Now, let’s say that, due to somewhat more exclusions than expected, the initial sample contains only 24 valid observations. You can rerun the simulation with the modified first observation number, and run the power calculation with initial alphas corrected with gsDesign::gsDesign(test.type = 1, alpha = 0.05, sfu = 'OF', timing = c(24, 54, 81)/81).

dfPvals_first = sim(fun_obs = customSample,
                n_obs = c(24, 54, 81),
                fun_test = customTest)

pow(dfPvals_first, alpha_locals = c(0.0009, 0.0182, 0.0438), alpha_global = 0.05)

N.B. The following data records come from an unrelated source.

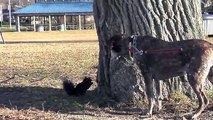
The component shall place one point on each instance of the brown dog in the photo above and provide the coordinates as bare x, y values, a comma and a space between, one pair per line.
160, 60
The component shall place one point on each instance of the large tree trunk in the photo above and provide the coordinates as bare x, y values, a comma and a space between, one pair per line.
171, 20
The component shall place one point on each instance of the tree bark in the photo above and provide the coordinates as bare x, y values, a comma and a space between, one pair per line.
171, 20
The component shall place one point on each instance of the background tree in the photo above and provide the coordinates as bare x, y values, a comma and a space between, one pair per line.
171, 20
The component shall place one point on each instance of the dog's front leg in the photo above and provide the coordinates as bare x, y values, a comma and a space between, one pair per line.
159, 98
149, 91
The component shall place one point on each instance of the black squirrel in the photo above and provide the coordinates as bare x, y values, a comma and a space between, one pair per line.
80, 88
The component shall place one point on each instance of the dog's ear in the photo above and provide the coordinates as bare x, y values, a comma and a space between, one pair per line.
114, 39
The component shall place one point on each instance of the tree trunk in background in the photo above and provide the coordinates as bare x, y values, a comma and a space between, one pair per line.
171, 20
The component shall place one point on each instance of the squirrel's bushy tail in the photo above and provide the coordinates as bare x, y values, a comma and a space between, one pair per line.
69, 87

#> # POSSA pow() results #
#> N(average-total) = 161.0 (if H0 true) or 120.6 (if H1 true)
#> (p) Type I error: .05000; Power: .93484
#> Local alphas: (1) .00091; (2) .01850; (3) .04453
#> Likelihoods of significance if H0 true: (1) .00087; (2) .01760; (3) .03153
#> Likelihoods of significance if H1 true: (1) .07056; (2) .61742; (3) .24687

Let’s say that the p value was not below the local alpha (.02295), so you move open another 30 slots, and once again end up with more exclusions than expected, resulting in only 49 valid observations. The adjusted calculation is then as follows.

gsDesign::gsDesign(test.type = 1, alpha = 0.05, sfu = 'OF', timing = c(24, 49, 81)/81)
# gives new initial local alphas

dfPvals_second = sim(fun_obs = customSample,
                   n_obs = c(24, 49, 81),
                   fun_test = customTest)

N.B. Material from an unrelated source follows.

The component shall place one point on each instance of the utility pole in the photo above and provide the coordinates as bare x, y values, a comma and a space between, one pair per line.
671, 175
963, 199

pow(dfPvals_second, alpha_locals = c(0.0009, 0.0145, 0.0447), alpha_global = 0.05)

#> # POSSA pow() results #
#> N(average-total) = 161.0 (if H0 true) or 119.6 (if H1 true)
#> (p) Type I error: .04996; Power: .93153
#> Local alphas: (1) .00090; (2) .01453; (3) .04479
#> Likelihoods of significance if H0 true: (1) .00091; (2) .01360; (3) .03544
#> Likelihoods of significance if H1 true: (1) .07009; (2) .53733; (3) .32411

(And, if needed, a similar modified recalculation could be done for the last look.)

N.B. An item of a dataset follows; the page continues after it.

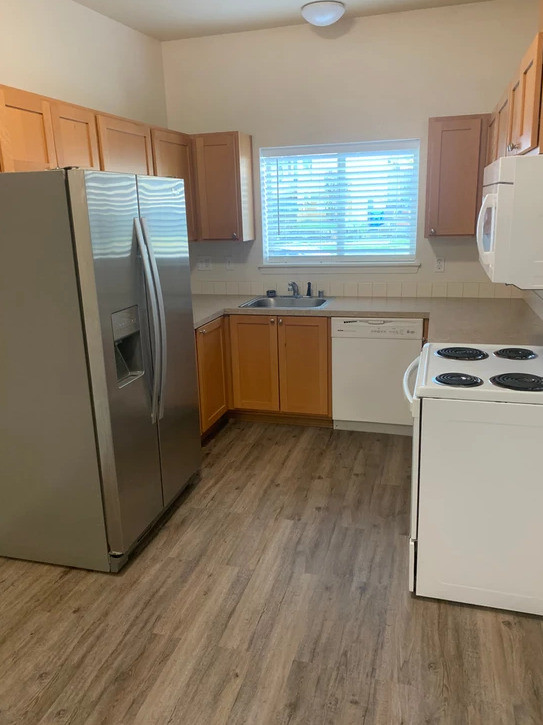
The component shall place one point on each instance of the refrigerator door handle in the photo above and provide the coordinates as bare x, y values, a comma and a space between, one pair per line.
149, 282
162, 317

As can be seen, the power differences are very small. Nonetheless, if it is important to keep the same level of power with high precision (e.g., up to 3 fractional digits), you can plan for (and preregister) to conditionally adjust (increase/decrease) the subsequent interim (if any) and final sample sizes to achieve the same power. (Technically, another option is to conditionally adjust the alpha level, i.e., the T1ER, but that’s rather questionable.)